Para orang paruh baya besarung dan berpeci itu duduk bersila, memenuhi pinggiran karpet-karpet warna hijau yang mengisi ruangan. Deret piring berisikan makanan dan buah-buahan, hadir di tengah mereka, namun tidak satupun dari mereka tampak riang dengan kemewahan itu. Sebaliknya, mereka tampak murung dan beberapa dari mereka tidak berhenti bicara tentang kebaikan pemilik rumah, yang 100 hari lalu baru berpulang ke Rahmatullah.
Sholat dan dzikir yang telah selesai hari itu tidak menghentikan mereka untuk mengenang jasa rekan yang tidak akan mereka sangka meninggalkan mereka. Dan di sela-sela acara itu, istri dari pemilik acara tersebut tidak bisa berhenti memikirkan kelanjutan nasibnya, terutama bagaimana cara dia harus membagikan peninggalan suami tercintanya itu pada anak-anaknya di luar negeri dan belum kembali ke Indonesia.
Kematian adalah awal baru bagi orang yang percaya, serta dapat menjadi awal masalah bagi yang ditinggalkannya. Acap kali, kematian, terutama yang mendadak, tidak hanya memberikan cedera dan kejutan, namun juga meninggalkan tanggung jawab yang mungkin tidak diketahui oleh keluarga tersebut. Secara Islami sendiri, KHI telah mengatur pembagian waris dan yang akan menjadi pemaparan kali ini.
DEFINISI
Berdasarkan KHI, Hukum Kewarisan pada intinya hukum yang mengatur pemindahan hak pemilikan harta peninggalan (tirkah) pewaris, sekaligus menentukan subjek dan besaran tirkah yang diterima pewaris yang mendapatkan.
Secara sangat sederhana, waris dilakukan dari Pewaris kepada Ahli Waris, dengan cara pemberian Wasiat atau Hibah, dimana yang diwariskan tersebut berupa Harta Peninggalan dan Harta Warisan. Perbedaan Harta Peninggalan dan Harta Warisan adalah, Harta Peninggalan merupakan keseluruhan harta yang dimiliki Pewaris, sementara Harta Warisan adalah harta bawaan ditambah harta bersama setelah digunakan untuk keperluan.

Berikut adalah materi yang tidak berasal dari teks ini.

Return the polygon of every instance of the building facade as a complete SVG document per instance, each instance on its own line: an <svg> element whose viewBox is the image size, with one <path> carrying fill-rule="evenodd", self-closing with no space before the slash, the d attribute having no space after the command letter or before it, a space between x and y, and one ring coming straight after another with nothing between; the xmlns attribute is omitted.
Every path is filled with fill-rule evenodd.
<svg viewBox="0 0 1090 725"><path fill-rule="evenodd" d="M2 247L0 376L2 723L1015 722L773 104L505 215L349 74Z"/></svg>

Dari hal ini, cukup jelas bahwa pewarisan hanya dapat dilakukan ketika pemberi warisan itu mati. Namun yang dimaksud mati dalam Hukum Islam dapat dibagi menjadi dua. Yaitu mati karena kematian, atau mati karena dianggap demikian. Mati dianggap demikian juga dibagi menjadi dua jenis, yaitu ghaib dan mafqud.
Mati ghaib dan mati mafqud sama-sama merujuk pada kondisi seseorang tidak diketahui kabar beritanya dalam jangka waktu tertentu, namun mati ghaib mengindikasikan orang tersebut masih hidup, sementara mati mafqud merujuk pada praduga orang tersebut sudah meninggal dunia. Takaran yang digunakan untuk menentukan mati karena dianggap demikian ini adalah usia dan territorial tempat orang itu terakhir berada.
AHLI WARIS
Ahli Waris adalah pihak yang berhak mendapatkan waris. Ahli Waris terhalang menjadi ahli waris bila dihukum karena dipersalahkan membunuh atau mencoba membunuh atau menganiaya berat Pewaris, serta melakukan fitnah bahwa Pewaris melakukan kejahatan dengan hukum 5 tahun penjara. Secara konsep, ahli waris juga tidak bisa jadi ahli waris ketika murtad, pun kembali pada musyawarah keluarga itu sendiri.
Kemudian, KHI secara konkret mengatakan bahwa yang dapat jadi Ahli Waris adalah golongan laki-laki dan perempuan yang memiliki hubungan kandung dan hubungan semenda (paman dan saudara Perempuan) yang adalah hubungan darah (nasabiyah), dan hubungan karena karena perkawinan yaitu janda atau duda (sababiyah).